Methods: Candidate antigens recognized by IgG autoantibodies in the serum of 19 TIA patients were screened by a human aortic endothelial cell cDNA library. Serum antibody levels against the antigens were examined by amplified luminescent proximity homogeneous assay-linked immunosorbent assay (AlphaLISA) in healthy donor (HD), TIA, and aCI cohorts ( n = 285, 92 and 529). The antibody levels in the sera of the Japan Public Health Center-based Prospective Cohort Study (JPHC) from 1991 to 1993 was also examined.

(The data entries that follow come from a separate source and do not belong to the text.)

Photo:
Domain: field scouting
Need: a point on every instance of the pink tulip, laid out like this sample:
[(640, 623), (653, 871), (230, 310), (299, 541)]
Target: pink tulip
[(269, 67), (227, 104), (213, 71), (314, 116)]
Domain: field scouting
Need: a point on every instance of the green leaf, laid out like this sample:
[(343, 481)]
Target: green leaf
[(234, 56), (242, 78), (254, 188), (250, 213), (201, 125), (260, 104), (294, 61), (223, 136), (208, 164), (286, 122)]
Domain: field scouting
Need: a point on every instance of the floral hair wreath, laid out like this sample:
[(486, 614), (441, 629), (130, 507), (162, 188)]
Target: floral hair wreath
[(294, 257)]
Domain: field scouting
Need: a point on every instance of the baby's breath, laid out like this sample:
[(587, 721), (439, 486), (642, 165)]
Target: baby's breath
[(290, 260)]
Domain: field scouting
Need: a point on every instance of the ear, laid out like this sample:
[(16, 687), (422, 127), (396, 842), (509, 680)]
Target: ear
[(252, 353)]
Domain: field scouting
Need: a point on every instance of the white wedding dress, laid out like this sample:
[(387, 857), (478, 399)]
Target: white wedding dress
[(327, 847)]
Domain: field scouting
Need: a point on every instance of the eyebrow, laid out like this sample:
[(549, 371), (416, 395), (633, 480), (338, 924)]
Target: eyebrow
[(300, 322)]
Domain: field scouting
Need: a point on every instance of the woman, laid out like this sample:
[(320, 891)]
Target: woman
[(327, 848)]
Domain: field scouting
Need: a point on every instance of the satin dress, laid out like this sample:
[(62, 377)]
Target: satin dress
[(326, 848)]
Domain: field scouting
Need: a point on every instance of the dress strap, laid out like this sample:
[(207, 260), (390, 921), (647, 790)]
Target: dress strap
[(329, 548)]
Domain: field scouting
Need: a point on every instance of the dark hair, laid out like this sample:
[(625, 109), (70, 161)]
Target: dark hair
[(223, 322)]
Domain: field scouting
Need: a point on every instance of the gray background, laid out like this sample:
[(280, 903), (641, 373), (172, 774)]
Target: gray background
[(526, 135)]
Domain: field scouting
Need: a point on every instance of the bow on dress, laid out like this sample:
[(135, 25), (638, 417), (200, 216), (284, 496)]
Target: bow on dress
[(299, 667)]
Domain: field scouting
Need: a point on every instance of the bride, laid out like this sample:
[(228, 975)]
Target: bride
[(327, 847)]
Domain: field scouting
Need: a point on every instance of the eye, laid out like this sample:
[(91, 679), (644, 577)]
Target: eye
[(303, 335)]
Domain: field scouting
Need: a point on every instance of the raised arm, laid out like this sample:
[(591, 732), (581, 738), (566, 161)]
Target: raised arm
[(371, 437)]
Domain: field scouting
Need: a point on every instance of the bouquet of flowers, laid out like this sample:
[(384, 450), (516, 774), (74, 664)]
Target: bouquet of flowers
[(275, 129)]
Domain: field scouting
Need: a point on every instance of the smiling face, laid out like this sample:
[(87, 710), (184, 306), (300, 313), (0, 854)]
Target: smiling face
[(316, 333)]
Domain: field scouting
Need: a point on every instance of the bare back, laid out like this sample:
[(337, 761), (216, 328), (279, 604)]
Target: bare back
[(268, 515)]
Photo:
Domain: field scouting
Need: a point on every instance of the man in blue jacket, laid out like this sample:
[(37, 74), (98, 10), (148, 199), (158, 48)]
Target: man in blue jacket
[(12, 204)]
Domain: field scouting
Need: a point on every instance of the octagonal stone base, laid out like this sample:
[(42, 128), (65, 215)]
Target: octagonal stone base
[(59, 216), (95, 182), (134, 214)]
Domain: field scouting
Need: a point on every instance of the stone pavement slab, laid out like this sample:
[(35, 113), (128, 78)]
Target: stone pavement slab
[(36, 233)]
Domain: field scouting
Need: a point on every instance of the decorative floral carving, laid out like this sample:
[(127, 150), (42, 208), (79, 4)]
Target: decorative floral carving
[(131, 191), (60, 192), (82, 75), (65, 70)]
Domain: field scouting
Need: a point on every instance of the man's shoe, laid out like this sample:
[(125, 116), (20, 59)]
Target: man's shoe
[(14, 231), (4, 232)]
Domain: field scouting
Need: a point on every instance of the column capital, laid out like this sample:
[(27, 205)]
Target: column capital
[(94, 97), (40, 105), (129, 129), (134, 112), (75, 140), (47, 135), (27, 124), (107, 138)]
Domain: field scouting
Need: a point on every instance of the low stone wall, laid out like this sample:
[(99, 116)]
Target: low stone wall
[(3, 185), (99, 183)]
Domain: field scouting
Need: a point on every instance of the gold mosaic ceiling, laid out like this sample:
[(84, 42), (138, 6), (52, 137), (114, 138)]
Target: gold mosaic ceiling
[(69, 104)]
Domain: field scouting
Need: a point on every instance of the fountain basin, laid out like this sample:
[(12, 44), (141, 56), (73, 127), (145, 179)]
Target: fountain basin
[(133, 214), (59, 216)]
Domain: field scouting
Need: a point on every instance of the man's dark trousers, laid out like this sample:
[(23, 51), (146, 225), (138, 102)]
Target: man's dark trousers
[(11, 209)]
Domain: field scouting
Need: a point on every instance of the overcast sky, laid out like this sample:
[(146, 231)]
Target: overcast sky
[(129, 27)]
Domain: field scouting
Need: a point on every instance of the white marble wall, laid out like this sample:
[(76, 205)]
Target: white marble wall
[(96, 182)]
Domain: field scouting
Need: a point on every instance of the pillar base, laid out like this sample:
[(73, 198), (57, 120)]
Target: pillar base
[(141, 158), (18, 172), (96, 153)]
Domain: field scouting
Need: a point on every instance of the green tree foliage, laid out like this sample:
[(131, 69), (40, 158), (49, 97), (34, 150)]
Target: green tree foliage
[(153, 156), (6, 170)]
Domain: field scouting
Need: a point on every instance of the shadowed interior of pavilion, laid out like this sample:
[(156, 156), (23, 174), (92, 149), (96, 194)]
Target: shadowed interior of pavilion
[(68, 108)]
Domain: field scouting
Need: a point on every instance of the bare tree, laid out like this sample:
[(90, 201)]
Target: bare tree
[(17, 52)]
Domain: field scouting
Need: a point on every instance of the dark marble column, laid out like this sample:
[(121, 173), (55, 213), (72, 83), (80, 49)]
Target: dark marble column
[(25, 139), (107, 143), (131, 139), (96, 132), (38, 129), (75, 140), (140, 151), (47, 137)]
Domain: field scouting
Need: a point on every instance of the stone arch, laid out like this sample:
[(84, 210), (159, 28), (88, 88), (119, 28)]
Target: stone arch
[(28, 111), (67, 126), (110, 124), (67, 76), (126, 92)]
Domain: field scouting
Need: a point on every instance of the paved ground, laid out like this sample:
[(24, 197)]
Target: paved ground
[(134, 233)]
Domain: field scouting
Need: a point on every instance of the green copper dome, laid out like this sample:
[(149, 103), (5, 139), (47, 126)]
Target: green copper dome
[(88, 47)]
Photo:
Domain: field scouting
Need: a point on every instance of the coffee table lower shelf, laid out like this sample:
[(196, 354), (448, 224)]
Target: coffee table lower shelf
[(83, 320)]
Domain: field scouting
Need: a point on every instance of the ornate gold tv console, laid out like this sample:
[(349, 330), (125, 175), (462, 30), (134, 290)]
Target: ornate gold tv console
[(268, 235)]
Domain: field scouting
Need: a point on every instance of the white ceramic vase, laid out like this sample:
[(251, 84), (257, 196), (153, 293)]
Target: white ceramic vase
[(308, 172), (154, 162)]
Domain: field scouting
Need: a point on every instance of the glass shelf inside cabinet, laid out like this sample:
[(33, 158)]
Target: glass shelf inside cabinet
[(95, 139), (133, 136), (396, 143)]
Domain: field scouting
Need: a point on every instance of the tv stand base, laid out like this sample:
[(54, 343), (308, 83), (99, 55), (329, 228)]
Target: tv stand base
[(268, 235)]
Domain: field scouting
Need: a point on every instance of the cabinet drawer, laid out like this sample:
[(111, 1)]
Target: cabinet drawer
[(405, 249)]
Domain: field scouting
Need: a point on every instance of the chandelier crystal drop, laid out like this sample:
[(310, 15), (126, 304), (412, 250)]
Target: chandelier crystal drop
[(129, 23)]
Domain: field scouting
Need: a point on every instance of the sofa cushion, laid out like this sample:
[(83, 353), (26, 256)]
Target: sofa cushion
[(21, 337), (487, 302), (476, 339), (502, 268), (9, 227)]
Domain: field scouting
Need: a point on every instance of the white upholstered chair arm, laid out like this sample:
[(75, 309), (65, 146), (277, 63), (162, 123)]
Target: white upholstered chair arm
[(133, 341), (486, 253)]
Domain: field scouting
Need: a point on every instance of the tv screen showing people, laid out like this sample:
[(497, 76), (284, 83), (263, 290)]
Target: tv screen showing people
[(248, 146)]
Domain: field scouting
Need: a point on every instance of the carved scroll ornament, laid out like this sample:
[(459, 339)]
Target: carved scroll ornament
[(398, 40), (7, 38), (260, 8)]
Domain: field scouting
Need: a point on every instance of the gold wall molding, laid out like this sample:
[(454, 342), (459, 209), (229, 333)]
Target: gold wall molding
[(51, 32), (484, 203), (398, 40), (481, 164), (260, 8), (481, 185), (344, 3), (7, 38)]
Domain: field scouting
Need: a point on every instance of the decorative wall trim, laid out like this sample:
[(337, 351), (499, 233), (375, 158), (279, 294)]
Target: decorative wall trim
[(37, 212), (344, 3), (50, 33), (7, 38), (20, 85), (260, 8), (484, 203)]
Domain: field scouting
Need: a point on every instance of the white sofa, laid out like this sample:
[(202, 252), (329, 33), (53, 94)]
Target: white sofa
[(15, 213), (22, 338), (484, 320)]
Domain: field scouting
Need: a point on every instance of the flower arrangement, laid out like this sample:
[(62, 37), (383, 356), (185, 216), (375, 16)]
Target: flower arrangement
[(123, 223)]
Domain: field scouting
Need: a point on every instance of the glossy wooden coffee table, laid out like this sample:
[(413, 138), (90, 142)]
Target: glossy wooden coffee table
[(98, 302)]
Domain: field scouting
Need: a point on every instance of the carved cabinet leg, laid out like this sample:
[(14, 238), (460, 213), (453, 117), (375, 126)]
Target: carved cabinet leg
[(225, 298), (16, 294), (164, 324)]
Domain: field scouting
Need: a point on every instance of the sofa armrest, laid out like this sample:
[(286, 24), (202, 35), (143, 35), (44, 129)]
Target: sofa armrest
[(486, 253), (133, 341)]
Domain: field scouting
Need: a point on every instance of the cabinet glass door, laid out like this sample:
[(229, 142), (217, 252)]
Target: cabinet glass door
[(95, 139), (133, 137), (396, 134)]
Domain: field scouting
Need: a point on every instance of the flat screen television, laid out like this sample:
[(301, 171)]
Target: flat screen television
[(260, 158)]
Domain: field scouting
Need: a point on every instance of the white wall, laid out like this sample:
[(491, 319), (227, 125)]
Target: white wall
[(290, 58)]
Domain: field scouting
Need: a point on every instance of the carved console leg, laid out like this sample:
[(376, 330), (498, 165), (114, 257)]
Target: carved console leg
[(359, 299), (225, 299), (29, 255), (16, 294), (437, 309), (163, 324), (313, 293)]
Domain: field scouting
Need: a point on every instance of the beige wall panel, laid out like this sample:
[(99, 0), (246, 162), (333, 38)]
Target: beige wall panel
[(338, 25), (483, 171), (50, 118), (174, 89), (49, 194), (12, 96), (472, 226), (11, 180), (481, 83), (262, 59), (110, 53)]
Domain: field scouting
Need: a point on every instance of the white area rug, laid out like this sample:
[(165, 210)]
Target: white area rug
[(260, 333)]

Results: Aldolase A, fructose-bisphosphate (ALDOA) and fumarate hydratase (FH) were identified as the candidate antigens. AlphaLISA revealed that the levels of anti-ALDOA antibodies (ALDOA-Abs) and anti-FH antibodies (FH-Abs) were both higher in patients with TIA or aCI than those in HDs ( P < 0.05). The levels of ALDOA-Abs [odds ratio (OR): 2.46, P = 0.0050] and FH-Abs (OR: 2.49, P = 0.0037) were independent predictors of TIA by multivariate logistic regression analysis. The case-control study showed the levels of ALDOA-Abs (OR: 2.50, P < 0.01) and FH-abs (OR: 2.60, P < 0.01) were associated with risk of aCI. Correlation analysis demonstrated that both ALDOA-Abs and FH-Abs were well associated with hypertension, coronary heart disease and habitual smoking. These antibody levels were also correlated well with maximum intima-media thickness, which reflects atherosclerotic stenosis.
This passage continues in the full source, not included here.